Showing my work. Let's go through the cases:
- 1 of each letter. This is just 5! = 120 possibilities.
- 2 of one letter, 1 of each of the remaining 3 letters. The possible configurations are: xoxoo, xooxo, xooox, oxoxo, oxoox, ooxox. There are 6 of them, hence 6(5 * 4 * 3 * 2) = 720 possibilities.
- 2 of two letters, 1 of the remaining letter. The possible configurations are: xyxyo, xyxoy, xyoxy, xoyxy, xyoyx, oxyxy. There are 6 of them, hence 6(5 * 4 * 3) = 320 possibilities.
So there should be a total of 120 + 720 + 360 = 1200 such 5 letter words. Is this correct?
Update in response to comment:
Are these four separate problems or do we wish to count the number of five-letter words that satisfy all four of the stated conditions?
I want to count the number of five-letter words that satisfy all four of the stated conditions.
Best Answer
Your strategy is sound, but your result is not correct since you overlooked possible configurations in the case where two letters each appear twice and a third letter appears once.
Five distinct letters: There are indeed $5!$ arrangements in which each letter is used once.
One letter appears twice, with three other letters each appearing once: There are five ways to select the letter that appears twice. If there were no adjacency restriction, there would be $\binom{5}{2}$ ways to select two positions for that letter. Of these placements, there are four in which the letter that appears twice would appear in adjacent positions since the first of those letters would have to occur in one of the first four positions. Hence, there are $\binom{5}{2} - 4$ admissible ways to place the letters that appears twice. There are $\binom{4}{3}$ ways to select which three of the other four letters will each appear once. There are $3!$ ways to arrange those distinct letters in the remaining three positions. Hence, there are $$\binom{5}{1}\left[\binom{5}{2} - 4\right]\binom{4}{3}3!$$ arrangements in which one letter appears twice, three other letters each appear once, and no letter is adjacent to itself.

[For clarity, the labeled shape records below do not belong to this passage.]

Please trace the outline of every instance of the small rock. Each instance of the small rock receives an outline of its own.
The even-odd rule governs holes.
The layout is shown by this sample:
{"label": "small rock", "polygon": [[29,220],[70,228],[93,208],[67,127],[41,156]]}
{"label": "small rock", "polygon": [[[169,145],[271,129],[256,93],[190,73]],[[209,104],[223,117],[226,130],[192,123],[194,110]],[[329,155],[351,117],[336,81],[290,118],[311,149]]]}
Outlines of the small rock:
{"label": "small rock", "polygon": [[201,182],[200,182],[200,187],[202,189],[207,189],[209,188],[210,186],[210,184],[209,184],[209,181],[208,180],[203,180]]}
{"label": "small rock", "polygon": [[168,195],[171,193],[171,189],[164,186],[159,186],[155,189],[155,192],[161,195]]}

This agrees with your calculation.
Two letters each appear twice and a third letter appears once: There are $\binom{5}{2}$ ways to select the two letters that each appear twice and $\binom{3}{1}$ ways to select the letter that appears once.

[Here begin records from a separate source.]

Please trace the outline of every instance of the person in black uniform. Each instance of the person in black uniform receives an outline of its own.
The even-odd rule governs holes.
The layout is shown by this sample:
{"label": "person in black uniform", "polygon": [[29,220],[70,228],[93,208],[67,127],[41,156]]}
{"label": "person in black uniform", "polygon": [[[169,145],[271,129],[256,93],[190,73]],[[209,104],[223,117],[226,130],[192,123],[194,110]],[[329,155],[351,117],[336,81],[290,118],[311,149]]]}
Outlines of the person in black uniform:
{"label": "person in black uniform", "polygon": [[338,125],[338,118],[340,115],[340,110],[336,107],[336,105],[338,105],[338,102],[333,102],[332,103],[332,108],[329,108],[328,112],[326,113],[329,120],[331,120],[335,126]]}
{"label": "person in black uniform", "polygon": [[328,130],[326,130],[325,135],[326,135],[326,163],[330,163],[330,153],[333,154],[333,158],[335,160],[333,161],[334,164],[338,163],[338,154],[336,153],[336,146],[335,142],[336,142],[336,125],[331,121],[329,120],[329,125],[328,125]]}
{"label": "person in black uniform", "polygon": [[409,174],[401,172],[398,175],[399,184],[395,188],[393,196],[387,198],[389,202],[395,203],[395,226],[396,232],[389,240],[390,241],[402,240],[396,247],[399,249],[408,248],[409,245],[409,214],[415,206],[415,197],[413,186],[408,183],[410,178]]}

If there were no adjacency restrictions, there would be $\binom{5}{2}\binom{3}{2}$ possible arrangements of the selected letters: pick two of the five positions for the letter that appears twice which appears first in an alphabetical list, pick two of the remaining three positions for the other letter that appears twice, and place the letter that appears once in the remaining position.
From these arrangements, we must those arrangements in which a letter is adjacent to itself.

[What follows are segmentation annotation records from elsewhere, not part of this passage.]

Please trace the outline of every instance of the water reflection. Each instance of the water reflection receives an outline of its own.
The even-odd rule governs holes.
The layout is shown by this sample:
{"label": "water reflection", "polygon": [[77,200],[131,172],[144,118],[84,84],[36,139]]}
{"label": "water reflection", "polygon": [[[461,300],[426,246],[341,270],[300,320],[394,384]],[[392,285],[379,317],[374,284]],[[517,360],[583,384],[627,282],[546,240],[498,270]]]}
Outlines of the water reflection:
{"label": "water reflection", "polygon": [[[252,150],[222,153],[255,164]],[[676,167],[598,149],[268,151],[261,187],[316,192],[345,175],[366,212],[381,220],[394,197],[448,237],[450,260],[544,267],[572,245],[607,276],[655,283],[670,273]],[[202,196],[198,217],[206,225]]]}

A letter is adjacent to itself: There are two ways to select the letter which appears adjacent to itself. Then we have four objects to arrange: the double letter, two copies of the other letter that appears twice, and the letter that appears once. There are $\binom{4}{2}$ ways to select two of the four positions for the letter that appears twice and $2!$ ways to arrange the double letter and the single letter in the remaining two positions. The single letter must fill the remaining position. Hence, there are $$\binom{2}{1}\binom{4}{2}2!$$ arrangements in which a letter appears adjacent to itself.
However, if we subtract that amount from the total, we will have subtracted too much since we will have subtracted each arrangement in which two letters are each adjacent to themselves twice. We only want to subtract those cases once, so we must add them to the total.
If two letters are each adjacent to themselves, we have three objects to arrange: two double letters and one single letter. The three distinct objects can be arranged in $3!$ ways.
Hence, by the Inclusion-Exclusion Principle, there are $$\binom{5}{3}\binom{3}{2} - \binom{2}{1}\binom{4}{2}2! + 3!$$ placements of two letters that each appear twice and a letter that appears once in which no letter is adjacent to itself.
Therefore, the number of arrangements in which two letters each appear twice, a third letter appears once, and no letter is adjacent to itself is $$\binom{5}{2}\binom{3}{1}\left[\binom{5}{3}\binom{3}{2} - \binom{2}{1}\binom{4}{2}2! + 3!\right]$$
Total: Since the three cases are mutually exclusive and exhaustive, the number of five-letter words that satisfy the four conditions is $$5! + \binom{5}{1}\left[\binom{5}{2} - 4\right]\binom{4}{3}3! + \binom{5}{2}\binom{3}{1}\left[\binom{5}{3}\binom{3}{2} - \binom{2}{1}\binom{4}{2}2! + 3!\right]$$